MCP tools (lore.kernel.org)
The lore-http MCP server exposes a structured search interface
to the public-inbox archives at lore.kernel.org. Useful tools and
their cost class:
| tool | what it does | reliability (current state) |
|---|---|---|
lore_activity | per-file activity counts over time | reliable |
lore_file_timeline | per-year file touches | reliable |
lore_substr_subject | byte substring on subject_raw | reliable |
lore_message | fetch one message by ID | reliable |
lore_search | fused BM25 + trigram + metadata | server-side issue: BM25 generation behind corpus, fails ~40% of the time |
lore_regex | DFA regex over subject/from/prose/patch | reliable but slow |
lore_thread | walk thread by message-id | times out at 5s on long threads |
lore_count | aggregate counts over predicates | reliable for cheap predicates |
The 40% lore_search failure rate observed in the top-1000 sweep
is a known server-side issue (BM25 needs --with-bm25 rebuild). The
prompt explicitly instructs the model to fall back to lore_regex
or lore_file_timeline rather than retry the same failing query.
The lore_file_timeline tool is the workhorse. The two
high-confidence remove verdicts (packetengines, fujitsu) were
both driven by lore_file_timeline calls that surfaced active
upstream removal patches.
Web search
codex exec exposes the native Responses web_search tool to the
model even without the --search top-level flag (which is
TUI-only). This appears to be enabled by default when any MCP
server is configured. We treat that as observed behaviour rather
than a guarantee — if a future codex upgrade removes implicit
web_search, fall back to a brave/serpapi MCP server registered
in ~/.codex/config.toml.
In the corpus, web search is heavily used (199 calls across the top-100 sweep) and contributes most of the deployment evidence (distro package pages, vendor EOL notices, virtualisation guest docs, OpenWrt/postmarketOS wikis).

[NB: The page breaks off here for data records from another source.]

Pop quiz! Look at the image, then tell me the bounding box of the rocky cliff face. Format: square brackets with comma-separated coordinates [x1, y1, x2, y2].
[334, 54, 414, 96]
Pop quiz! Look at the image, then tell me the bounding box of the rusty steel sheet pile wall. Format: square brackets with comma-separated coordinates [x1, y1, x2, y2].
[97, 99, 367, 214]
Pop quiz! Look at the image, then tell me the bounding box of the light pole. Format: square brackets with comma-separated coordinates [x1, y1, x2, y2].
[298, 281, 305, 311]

Per-driver output directory
Every probe writes to data/dossiers/<driver-path>/:
prompt.md the prompt sent to codex
dossier.json the schema-validated verdict
events.jsonl full codex event stream (tool calls, tokens, ...)
stderr.log codex stderr (rarely interesting; lei daemon failures land here)

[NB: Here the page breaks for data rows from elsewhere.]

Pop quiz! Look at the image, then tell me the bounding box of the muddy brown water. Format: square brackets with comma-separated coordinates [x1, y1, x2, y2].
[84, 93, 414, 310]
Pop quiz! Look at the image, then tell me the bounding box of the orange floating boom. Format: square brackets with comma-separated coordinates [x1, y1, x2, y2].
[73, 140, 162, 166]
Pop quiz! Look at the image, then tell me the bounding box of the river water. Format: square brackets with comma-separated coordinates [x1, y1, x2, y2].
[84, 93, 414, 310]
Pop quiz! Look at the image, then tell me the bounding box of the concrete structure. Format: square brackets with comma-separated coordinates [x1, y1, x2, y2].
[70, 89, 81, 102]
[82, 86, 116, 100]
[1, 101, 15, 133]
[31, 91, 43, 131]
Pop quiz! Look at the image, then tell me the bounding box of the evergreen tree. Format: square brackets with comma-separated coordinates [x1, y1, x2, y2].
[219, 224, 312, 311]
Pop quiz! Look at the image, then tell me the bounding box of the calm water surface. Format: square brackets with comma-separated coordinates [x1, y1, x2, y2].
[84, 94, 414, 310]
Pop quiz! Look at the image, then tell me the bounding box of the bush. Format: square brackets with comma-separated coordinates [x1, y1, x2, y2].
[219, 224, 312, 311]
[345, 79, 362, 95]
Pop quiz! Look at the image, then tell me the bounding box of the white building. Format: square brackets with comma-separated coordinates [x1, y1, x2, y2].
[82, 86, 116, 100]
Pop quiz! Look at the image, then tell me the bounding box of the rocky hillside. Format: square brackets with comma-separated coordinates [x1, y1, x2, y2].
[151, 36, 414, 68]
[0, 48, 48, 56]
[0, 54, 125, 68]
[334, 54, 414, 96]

static_features.json phase-1 git-log facts
meta.json invocation receipt: model, kernel SHA, since date, tokens, elapsed
summary.json derived: verdict + tool counts + tool log
The directory is self-contained. Anyone reading
data/dossiers/drivers/foo/bar/ can reconstruct exactly what was
asked, what tools fired, what the model said, and what kernel
state it was reasoning against.
Idempotence and re-runs
phase2_probe.py skips any driver whose dossier.json already
exists. To re-probe:
# Single driver
rm -rf data/dossiers/drivers/foo/bar
uv run --script scripts/phase2_probe.py ... --paths drivers/foo/bar
# Force the whole shortlist
uv run --script scripts/phase2_probe.py ... --force
Mixing model versions across a corpus is fine — each meta.json
records its own model_reasoning_effort and timestamp. The
build_index step picks them up uniformly.
Cost characteristics
Empirical (top-1000 sweep, 858 dossiers):
- 76.7s avg wall-clock per real probe
- 12.8s avg for
not-a-driverearly-exits (significant saving) - 78% input-token cache hit rate across consecutive probes
- ~165k input + ~3k output tokens per real probe
- ~$0.20-$0.30 per probe at gpt-5.4 pricing
- ~$240 for the full top-1000
The cache hit rate matters: the codex system context is reused across calls, so amortised cost per driver drops substantially in a long batch. A single-shot probe pays full price; a batch of 100 pays roughly 22% of that per driver.
Concurrency
The current runner is single-threaded. Phase-2 probes are CPU-
light and IO-bound (waiting on codex/MCP/web), so a 4-way
concurrent runner would drop wall-clock by roughly 4x. Adding
that is asyncio.gather over the shortlist with a semaphore;
roughly 30 lines. Current corpus was built serial, but this is the
obvious next improvement for further scale.